Dano indenizável é entendido como o prejuízo suportado pelo indivíduo, podendo refletir em seu patrimônio material ou imaterial. No que tange à segunda modalidade, a violação recai no patrimônio ideal da pessoa – a exemplo da honra, dignidade e respeitabilidade etc. Por sua própria natureza, esta espécie de dano dispensa prova cabal de sua existência, ante a impossibilidade adentrar no âmago dos indivíduos para detectá-lo; devendo ser deduzido a partir das particularidades do caso em exame.

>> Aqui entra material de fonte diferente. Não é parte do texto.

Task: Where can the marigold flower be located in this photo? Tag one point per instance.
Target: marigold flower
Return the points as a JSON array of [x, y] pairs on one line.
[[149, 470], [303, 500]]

As circunstâncias apresentadas na peça inaugural são suficientes para denotar a efetiva existência do dano moral sofrido pelo autor. Há de considerar, no caso, a falta da devida informação ao autor acerca da situação; bem como a própria circunstância em que o evento ocorreu – numa viagem de férias; na qual, inclusive, seria comemorado o aniversário do litigante. A conduta toma contornos mais gravosos ao considerar o horário do voo cancelado – o qual ocorreria por volta das 02:30 da manhã; o que compeliu os autores a dirigirem-se ao aeroporto de madrugada, por um serviço que estava cancelado há dois meses. Tal conduta claramente viola princípios básicos estabelecidos pelo direito do consumidor – em especial o da boa-fé. Pode-se presumir, por essas circunstâncias que gerou transtornos que ultrapassaram o mero aborrecimento, de modo tal que é razoável deduzir a existência de abalo moral.

Em se tratando de dano moral, inexiste padrão para a fixação do quantum da indenização; sendo dever do julgador se ater aos princípios da proporcionalidade e da razoabilidade, levando em consideração o bem jurídico lesado e a situação concreta posta em juízo. Pela natureza consumerista do dano, há que se considerar, ainda, o viés educativo do quantum indenizatório, para evitar a continuidade dos danos perpetrados.

Por entender que o quantum atende aos princípios mencionados, e considerando que ambos os litigantes diligenciaram a fim de amenizar o dano (conforme os prints de conversa por aplicativo de mensagens, e ante o fato de que os autores foram colocados no voo às 09:00 horas) – o que minora consideravelmente a extensão dano experimentado –, fixo o valor da indenização em R$ 1.500,00 (hum mil e quinhentos Reais) para cada autor, a ser suportado solidariamente pelas rés.

No que tange à segunda conduta, esta de responsabilidade exclusiva de TELTUR VIAGENS E TURISMO LTDA, observa-se que há nos autos declaração informando que o serviço foi prestado no dia 14.09.2018 (ID 41189906, p. 223). Tal documento não foi impugnado pela parte autora – a qual, ressalte-se, sequer se reporta a essa falha na prestação de serviço na réplica de ID 41596038.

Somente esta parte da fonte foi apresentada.